As we discovered under the Howard government, Nationals and infrastructure go poorly together. That government famously wasted over $160 million on a 1400-kilometre white elephant, the Alice Springs-Darwin railway line, and National Party ministers were found to have engaged in blatant pork barrelling of “regional development” funds.
But the policy released this week by Warren Truss builds on the good work of Labor in bringing more rigour to infrastructure funding decisions by committing to rectify the one significant flaw in Infrastructure Australia’s operation: it doesn’t as a matter of course release its assessments of infrastructure projects.

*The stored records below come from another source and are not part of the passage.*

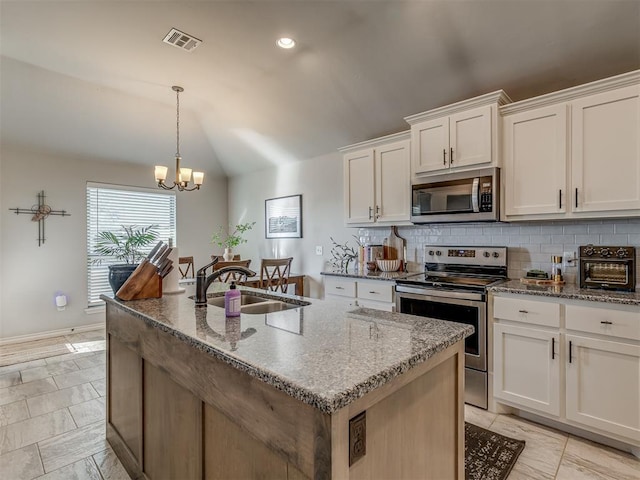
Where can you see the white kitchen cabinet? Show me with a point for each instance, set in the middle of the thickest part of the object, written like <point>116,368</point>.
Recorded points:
<point>526,360</point>
<point>603,368</point>
<point>377,186</point>
<point>574,153</point>
<point>535,157</point>
<point>456,137</point>
<point>376,294</point>
<point>575,362</point>
<point>527,367</point>
<point>605,154</point>
<point>603,385</point>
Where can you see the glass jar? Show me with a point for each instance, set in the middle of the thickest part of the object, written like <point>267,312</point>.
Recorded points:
<point>556,268</point>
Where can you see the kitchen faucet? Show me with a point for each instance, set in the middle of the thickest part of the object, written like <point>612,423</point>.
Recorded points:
<point>203,282</point>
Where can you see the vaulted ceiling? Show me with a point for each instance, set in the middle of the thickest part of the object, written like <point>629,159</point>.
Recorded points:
<point>92,79</point>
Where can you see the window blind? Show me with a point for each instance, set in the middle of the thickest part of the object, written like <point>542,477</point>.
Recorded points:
<point>109,207</point>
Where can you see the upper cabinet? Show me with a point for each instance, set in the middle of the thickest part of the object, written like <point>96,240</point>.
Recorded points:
<point>574,153</point>
<point>456,137</point>
<point>377,189</point>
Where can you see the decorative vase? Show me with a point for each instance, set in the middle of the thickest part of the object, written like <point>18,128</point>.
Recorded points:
<point>118,274</point>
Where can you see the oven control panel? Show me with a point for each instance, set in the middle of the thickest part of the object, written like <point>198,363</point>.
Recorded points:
<point>485,256</point>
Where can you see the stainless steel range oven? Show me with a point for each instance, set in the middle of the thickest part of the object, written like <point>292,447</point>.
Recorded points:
<point>453,288</point>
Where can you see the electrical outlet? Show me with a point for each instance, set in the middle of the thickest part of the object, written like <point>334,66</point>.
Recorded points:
<point>357,437</point>
<point>569,259</point>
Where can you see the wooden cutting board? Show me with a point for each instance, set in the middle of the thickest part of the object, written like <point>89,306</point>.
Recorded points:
<point>144,282</point>
<point>396,246</point>
<point>540,281</point>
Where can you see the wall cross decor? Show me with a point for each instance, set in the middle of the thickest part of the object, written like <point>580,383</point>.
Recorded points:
<point>39,212</point>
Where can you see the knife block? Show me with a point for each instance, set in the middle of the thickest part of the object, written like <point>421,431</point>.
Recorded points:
<point>144,282</point>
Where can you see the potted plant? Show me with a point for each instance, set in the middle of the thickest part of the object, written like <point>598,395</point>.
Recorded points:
<point>125,245</point>
<point>231,240</point>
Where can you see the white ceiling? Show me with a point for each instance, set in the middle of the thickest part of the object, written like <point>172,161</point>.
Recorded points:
<point>92,79</point>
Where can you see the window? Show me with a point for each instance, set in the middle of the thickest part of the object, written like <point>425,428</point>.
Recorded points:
<point>111,206</point>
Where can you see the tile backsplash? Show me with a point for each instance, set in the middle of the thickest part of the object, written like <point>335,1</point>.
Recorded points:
<point>530,244</point>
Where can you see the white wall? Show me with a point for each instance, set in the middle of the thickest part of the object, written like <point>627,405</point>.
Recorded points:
<point>31,275</point>
<point>319,180</point>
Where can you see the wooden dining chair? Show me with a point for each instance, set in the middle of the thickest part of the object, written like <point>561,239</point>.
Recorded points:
<point>232,276</point>
<point>274,273</point>
<point>188,261</point>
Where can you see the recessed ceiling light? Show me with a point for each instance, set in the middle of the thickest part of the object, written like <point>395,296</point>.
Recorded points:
<point>286,42</point>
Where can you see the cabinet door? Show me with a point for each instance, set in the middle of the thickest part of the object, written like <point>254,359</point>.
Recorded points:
<point>470,137</point>
<point>393,186</point>
<point>359,185</point>
<point>606,151</point>
<point>526,367</point>
<point>430,145</point>
<point>603,385</point>
<point>535,151</point>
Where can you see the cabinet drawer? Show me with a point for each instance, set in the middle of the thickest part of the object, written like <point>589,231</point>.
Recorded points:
<point>341,287</point>
<point>380,291</point>
<point>384,306</point>
<point>605,321</point>
<point>527,311</point>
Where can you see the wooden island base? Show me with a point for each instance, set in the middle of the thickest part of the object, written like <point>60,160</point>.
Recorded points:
<point>176,412</point>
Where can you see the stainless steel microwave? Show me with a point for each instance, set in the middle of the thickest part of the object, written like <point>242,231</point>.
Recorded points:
<point>472,196</point>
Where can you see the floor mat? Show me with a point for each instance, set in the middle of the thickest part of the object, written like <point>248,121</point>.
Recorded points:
<point>489,455</point>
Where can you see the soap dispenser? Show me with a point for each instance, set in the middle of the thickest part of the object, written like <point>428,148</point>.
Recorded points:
<point>232,301</point>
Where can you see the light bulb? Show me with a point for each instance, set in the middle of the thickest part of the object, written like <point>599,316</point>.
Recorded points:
<point>286,42</point>
<point>185,174</point>
<point>161,173</point>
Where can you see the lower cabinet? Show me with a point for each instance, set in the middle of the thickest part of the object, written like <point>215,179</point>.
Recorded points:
<point>584,372</point>
<point>527,367</point>
<point>376,294</point>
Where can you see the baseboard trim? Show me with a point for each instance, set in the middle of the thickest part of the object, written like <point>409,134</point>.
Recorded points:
<point>52,333</point>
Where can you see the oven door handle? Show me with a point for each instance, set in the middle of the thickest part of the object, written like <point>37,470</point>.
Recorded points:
<point>457,298</point>
<point>475,194</point>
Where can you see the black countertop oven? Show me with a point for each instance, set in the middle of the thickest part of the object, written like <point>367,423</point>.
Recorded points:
<point>609,268</point>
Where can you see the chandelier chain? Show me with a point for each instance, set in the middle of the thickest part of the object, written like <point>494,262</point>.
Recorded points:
<point>177,123</point>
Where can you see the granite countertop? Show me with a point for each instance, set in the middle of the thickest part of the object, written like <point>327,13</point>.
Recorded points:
<point>568,291</point>
<point>326,354</point>
<point>370,275</point>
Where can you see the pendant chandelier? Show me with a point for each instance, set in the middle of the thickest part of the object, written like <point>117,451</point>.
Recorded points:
<point>183,175</point>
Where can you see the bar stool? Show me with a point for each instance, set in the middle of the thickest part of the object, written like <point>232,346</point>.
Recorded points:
<point>274,273</point>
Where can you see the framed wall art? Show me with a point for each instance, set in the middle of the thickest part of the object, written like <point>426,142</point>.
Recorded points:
<point>283,217</point>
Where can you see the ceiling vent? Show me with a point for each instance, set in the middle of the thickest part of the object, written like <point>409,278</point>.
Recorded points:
<point>182,40</point>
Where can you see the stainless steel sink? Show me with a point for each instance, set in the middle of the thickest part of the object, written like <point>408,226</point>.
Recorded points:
<point>268,307</point>
<point>245,299</point>
<point>256,305</point>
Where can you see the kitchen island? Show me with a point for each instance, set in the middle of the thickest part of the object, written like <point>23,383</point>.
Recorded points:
<point>316,391</point>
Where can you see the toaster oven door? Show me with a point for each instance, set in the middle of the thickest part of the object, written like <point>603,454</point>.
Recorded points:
<point>607,274</point>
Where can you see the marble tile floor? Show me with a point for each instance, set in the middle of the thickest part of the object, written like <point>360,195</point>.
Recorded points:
<point>52,423</point>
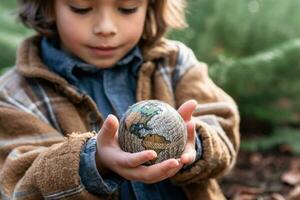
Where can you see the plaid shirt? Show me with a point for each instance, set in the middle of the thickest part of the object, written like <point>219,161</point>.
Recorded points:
<point>39,110</point>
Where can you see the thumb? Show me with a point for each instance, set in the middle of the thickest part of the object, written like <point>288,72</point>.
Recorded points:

Under Truss’s plan, Infrastructure Australia would be required “to routinely publish public cost-benefit analyses for all projects being considered for Commonwealth support or investment”, providing greater transparency for infrastructure decision-making.

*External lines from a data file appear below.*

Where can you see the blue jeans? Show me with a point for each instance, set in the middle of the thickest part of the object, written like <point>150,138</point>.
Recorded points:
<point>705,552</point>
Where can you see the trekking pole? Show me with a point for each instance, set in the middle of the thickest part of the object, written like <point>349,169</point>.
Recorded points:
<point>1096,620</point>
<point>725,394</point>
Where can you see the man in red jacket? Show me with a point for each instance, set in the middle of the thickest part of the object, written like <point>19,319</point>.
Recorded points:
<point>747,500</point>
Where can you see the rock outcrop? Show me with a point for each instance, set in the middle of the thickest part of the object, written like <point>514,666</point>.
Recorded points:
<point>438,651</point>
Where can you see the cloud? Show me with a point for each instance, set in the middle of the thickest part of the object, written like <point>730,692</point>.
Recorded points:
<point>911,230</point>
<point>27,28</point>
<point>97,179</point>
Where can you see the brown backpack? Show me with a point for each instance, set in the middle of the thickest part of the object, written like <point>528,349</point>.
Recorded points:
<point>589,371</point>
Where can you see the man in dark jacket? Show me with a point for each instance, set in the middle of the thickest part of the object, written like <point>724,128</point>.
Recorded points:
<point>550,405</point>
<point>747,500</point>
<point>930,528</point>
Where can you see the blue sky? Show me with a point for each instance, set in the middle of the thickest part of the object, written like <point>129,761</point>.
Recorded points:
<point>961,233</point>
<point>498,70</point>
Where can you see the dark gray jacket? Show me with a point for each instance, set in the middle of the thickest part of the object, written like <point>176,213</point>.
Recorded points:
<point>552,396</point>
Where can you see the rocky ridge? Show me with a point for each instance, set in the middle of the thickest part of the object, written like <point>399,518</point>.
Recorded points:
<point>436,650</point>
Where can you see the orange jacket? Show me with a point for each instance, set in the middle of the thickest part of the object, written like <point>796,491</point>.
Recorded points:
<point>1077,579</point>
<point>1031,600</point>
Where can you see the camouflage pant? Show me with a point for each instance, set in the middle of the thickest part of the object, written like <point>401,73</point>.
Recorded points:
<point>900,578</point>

It’s the sort of commitment one only makes in opposition. Once in government, the urge to keep such potentially inconvenient assessments — which might reveal that a politically-favoured project is a complete waste of money — becomes much stronger.
Truss has also committed to a rolling 15-year pipeline of projects, to be reviewed every five years. Wisely, they’ve avoided the temptation of committing to developing any sort of national transport plan or strategy. Such documents are a waste of time and previous versions litter bureaucrats’ shelves in Canberra, their spines uncracked, forgotten the moment the accompanying media release went out.

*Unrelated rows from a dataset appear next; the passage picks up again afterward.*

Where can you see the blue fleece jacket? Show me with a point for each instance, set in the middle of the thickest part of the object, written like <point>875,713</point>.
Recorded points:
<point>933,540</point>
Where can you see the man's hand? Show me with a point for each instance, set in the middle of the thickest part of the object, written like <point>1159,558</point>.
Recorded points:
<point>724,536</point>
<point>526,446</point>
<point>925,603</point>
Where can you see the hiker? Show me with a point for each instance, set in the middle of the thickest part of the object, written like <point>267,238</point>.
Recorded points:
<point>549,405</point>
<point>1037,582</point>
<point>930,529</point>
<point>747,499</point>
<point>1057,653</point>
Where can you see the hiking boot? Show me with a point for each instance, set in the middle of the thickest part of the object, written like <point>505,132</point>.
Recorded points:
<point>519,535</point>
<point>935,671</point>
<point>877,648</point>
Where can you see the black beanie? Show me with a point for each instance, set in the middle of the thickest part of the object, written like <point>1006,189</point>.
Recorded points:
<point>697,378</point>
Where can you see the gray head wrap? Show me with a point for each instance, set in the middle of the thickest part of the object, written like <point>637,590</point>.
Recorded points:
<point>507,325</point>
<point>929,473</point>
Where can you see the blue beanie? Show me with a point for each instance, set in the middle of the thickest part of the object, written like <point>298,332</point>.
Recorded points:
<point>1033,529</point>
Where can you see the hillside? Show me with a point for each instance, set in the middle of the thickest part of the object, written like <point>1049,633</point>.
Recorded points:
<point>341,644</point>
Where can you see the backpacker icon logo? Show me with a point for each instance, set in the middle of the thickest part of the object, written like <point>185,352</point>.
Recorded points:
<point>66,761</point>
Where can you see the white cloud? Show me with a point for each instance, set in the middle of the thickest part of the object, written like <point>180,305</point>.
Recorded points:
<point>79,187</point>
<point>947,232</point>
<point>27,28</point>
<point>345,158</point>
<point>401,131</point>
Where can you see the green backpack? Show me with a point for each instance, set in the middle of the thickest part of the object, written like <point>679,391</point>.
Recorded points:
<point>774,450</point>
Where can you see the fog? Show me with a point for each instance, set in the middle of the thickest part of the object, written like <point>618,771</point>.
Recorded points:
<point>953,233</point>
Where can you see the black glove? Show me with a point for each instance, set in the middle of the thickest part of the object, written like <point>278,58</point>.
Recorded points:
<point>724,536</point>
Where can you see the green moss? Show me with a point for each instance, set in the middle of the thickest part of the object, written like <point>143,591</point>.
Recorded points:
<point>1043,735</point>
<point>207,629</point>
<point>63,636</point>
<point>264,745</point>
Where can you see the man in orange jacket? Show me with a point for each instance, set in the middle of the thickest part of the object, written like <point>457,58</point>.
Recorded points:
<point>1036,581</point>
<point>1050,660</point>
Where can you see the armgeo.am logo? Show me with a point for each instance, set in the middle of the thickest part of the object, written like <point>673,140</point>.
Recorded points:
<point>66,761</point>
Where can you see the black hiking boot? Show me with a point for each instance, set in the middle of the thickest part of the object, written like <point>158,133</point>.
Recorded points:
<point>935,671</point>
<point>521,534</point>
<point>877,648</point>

And Truss’s proposal for infrastructure funding is also worthwhile for what it doesn’t say:
“After meeting with a large number of private investors, superannuation funds, construction companies and many others with a direct interest in infrastructure, there is no ‘silver bullet’ to unlocking the kind of investment we need. It is clear that a one-size-fits-all approach will not successfully bring more projects to market.”
For an old transport speechwriter, such words are a welcome dose of common sense, with Truss resisting the temptation to declare the complex challenge of funding infrastructure solved via the latest piece of whizz-bang financial engineering that glosses over the basic problem of apportioning risk. Truss’ “solution” could be portrayed as simply deferring the problem — he proposes to establish a “Funding and Finance Advisory Unit” inside within Infrastructure Australia — but it’s a realistic acknowledgement the Coalition from opposition isn’t going to solve a financial and policy problem that has bedevilled governments for over 20 years.
The policy is by no means perfect — unaddressed is the Coalition’s arbitrary and absurd retreat from funding metropolitan public transport, which is likely to have significant benefits in terms of reducing the growing burden of congestion. And Truss approvingly cites a Business Council claim about building costs in Australia that Crikey demonstrated was nonsensical a year ago. But by committing to greater transparency and a sensible approach to the difficult problems of infrastructure funding, Truss’ policy further improves infrastructure decision-making beyond what Labor has delivered.